No, I don't think you should be held responsible for a twenty thousand dollar unemployment benefit overpayment, at least, not according to the way you're telling the story.

But, this is not just about appealing an overpayment of unemployment benefits it's an employment issue that has led to problems with "keeping" the benefits you were paid and that would lead me to looking into whether the employer properly reported your tips as wages and whether there is a potential argument against the overpayment being allowed to stand.

To hear you tell it, she couldn't of known what your tips actually were if she "estimated" based on the total of your tickets.

It seems a little strange that an employer would be required to report a guesstimate of 10 percent of your total tickets as wages that fall under the category of tips, unless she/he actually is required to maintain records that prove you received at minimum, 10 of total sales in tips.

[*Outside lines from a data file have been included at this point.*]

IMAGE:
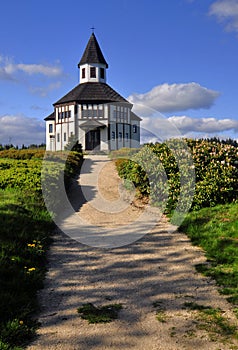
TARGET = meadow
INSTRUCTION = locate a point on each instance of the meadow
(25, 235)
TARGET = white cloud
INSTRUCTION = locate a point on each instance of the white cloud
(174, 97)
(19, 129)
(162, 128)
(226, 11)
(207, 125)
(9, 69)
(43, 91)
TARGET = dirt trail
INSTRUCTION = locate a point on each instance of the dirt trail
(157, 270)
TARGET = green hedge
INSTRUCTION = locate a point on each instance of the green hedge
(166, 172)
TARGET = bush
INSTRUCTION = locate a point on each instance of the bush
(166, 171)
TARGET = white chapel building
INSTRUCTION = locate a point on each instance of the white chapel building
(92, 112)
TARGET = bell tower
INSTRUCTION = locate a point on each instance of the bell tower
(92, 66)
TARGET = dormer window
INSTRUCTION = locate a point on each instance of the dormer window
(102, 73)
(92, 72)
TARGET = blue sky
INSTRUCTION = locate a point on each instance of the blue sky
(178, 57)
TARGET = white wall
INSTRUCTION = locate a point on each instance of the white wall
(87, 73)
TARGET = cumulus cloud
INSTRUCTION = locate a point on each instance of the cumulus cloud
(207, 125)
(174, 97)
(44, 90)
(184, 126)
(19, 129)
(9, 69)
(226, 11)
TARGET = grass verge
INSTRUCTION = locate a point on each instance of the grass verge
(24, 239)
(216, 231)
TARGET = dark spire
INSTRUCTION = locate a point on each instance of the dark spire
(92, 53)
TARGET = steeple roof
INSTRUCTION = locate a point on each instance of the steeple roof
(92, 93)
(92, 53)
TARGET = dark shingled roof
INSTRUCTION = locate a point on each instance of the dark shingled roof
(51, 116)
(92, 93)
(93, 53)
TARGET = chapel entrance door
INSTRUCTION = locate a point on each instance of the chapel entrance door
(92, 141)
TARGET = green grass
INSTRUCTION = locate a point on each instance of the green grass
(24, 239)
(102, 314)
(212, 320)
(216, 231)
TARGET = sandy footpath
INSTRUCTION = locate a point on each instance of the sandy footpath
(156, 270)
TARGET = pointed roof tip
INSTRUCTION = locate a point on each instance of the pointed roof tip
(93, 53)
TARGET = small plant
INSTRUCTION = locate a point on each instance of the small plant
(102, 314)
(211, 320)
(16, 332)
(160, 312)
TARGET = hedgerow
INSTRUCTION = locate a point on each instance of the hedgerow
(165, 172)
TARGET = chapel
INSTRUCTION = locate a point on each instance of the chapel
(93, 112)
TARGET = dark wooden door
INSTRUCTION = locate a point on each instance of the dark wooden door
(93, 140)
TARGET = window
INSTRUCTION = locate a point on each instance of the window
(102, 73)
(92, 72)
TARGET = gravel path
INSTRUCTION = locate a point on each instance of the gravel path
(153, 274)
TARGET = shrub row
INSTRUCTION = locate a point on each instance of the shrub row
(168, 171)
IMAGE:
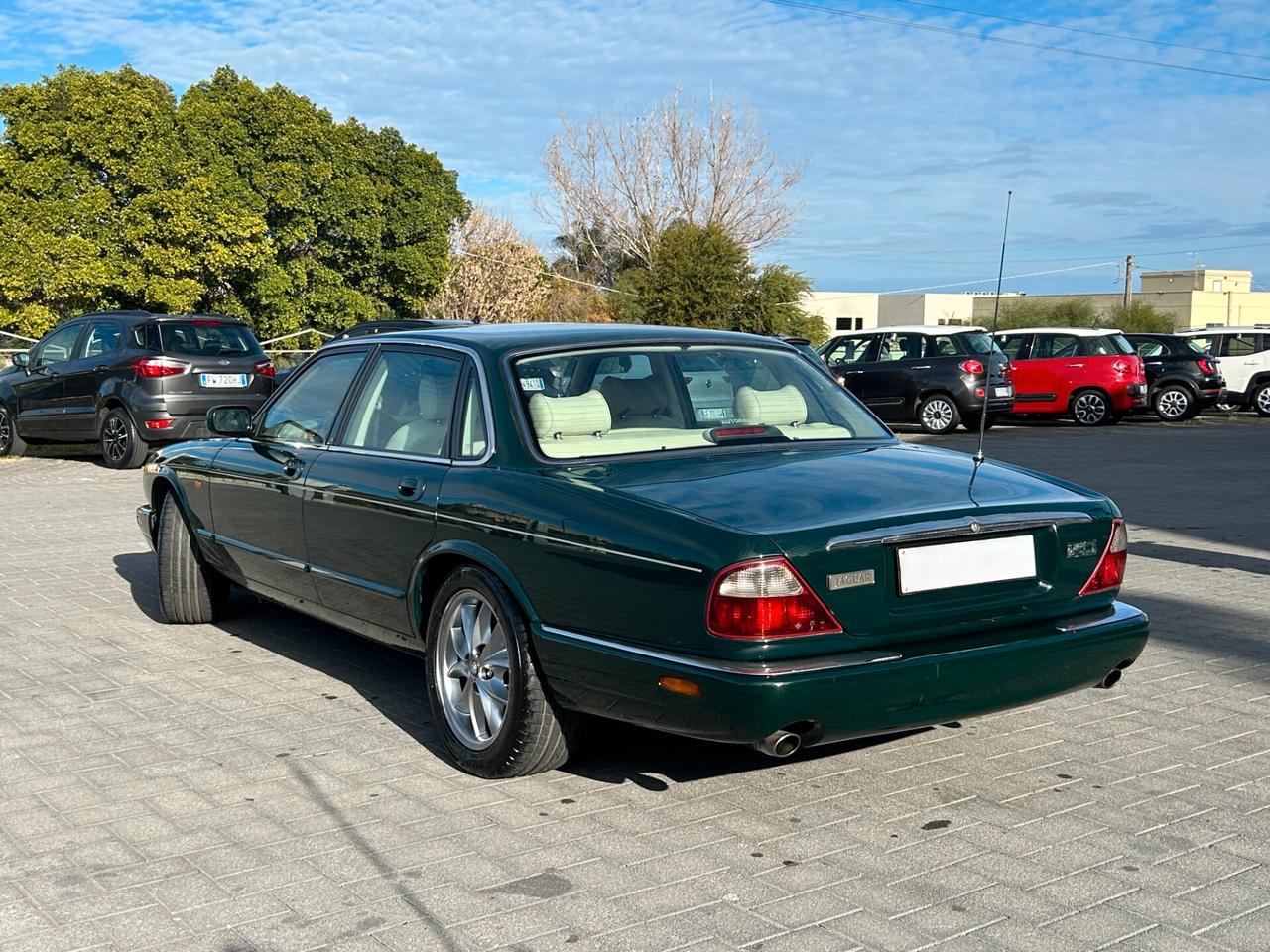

What state is this happening in? Because wage and hour laws also vary by state.

Without knowing what state this is happening in, all I know to explore for an answer and a possible argument for the overpayment appeal hearing is the minimum federal protections of the FLSA.

Which is where I think you should begin.

I'm also moving your question to employment issues because that is where problems with unemployment first come up, but no one notices soon enough to do what they have to on a just in case basis.

Sounds to me like the federal government is not letting up in the least on reclaiming as many benefits as possible by asserting they were improperly paid ..

But here's the thing .. frustration won't do much good, but preparation and then explaining to the government at an appeal hearing is how a whole lot of long term recipients can prove them wrong, one individual case at a time.